Iranian Supreme Leader Ayatollah Ali Khamenei declared today that the time for protest is past.
Two weeks after his landmark address in Cairo, where he honored traditional Islam and extolled engagement with modern Islam, President Barack Obama finds himself in a conundrum. Determining what to do about Ayatollah Ali Khamenei, who just told the people of Iran, in an unusual nationally-televised sermon at the end of Friday prayers, to stop acting like they live in a democracy.
It's a particularly tricky question for Obama, because he has an unusual dual role to play: Inspirational global icon and president of the United States.
Obama's speech to the Muslim world two weeks ago in Cairo positioned him as a new kind of American leader.
As the president of the United States, it's Obama's job to figure out the needs of America and go about meeting them.
As a global icon, he is expected to inspire.

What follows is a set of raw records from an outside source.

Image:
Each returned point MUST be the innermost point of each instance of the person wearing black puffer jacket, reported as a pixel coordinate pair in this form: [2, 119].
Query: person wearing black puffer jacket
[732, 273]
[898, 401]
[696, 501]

In 2007, as a still underdog candidate for president, Obama identified several targets he was going to pursue as president with the very troublesome Islamic Republic of Iran. He would directly engage it, for several purposes. To help stabilize the situation in Iraq, making possible the American troop withdrawal. To gain assistance for the American effort in Afghanistan. To cut back Iran's involvement with terrorist groups. To prevent Iran from developing a viable nuclear weapon.
Secretary of State Hillary Clinton, who opposed Obama's engagement with Iran during the Democratic presidential primaries, talks about the situation.
This was a seemingly radical move, departing from decades of American dogma after the fall of the shah, the rise of Ayatollah Khomeini, and the bitter American embassy hostage crisis. Virtually all Republicans denounced it, as did then Democratic frontrunner Hillary Clinton. Who is now, in one of history's delicious ironies, carrying out the policy as Obama's secretary of state. The fact that the Bush/Cheney Administration was privately trying to work with Iran to stabilize Iraq was just one of those major hypocrisies in American political life.
In a nutshell, that's Obama's agenda with Iran, which he is pursuing no matter who is the president there.
The widespread assumption before the Iranian election on June 12th was that the rather sinister President Mahmoud Ahmadinejad would continue to be the president. That's the good working assumption today, too. I assume that President Obama and company have much the same plans now as they did the last few years. But something's changed.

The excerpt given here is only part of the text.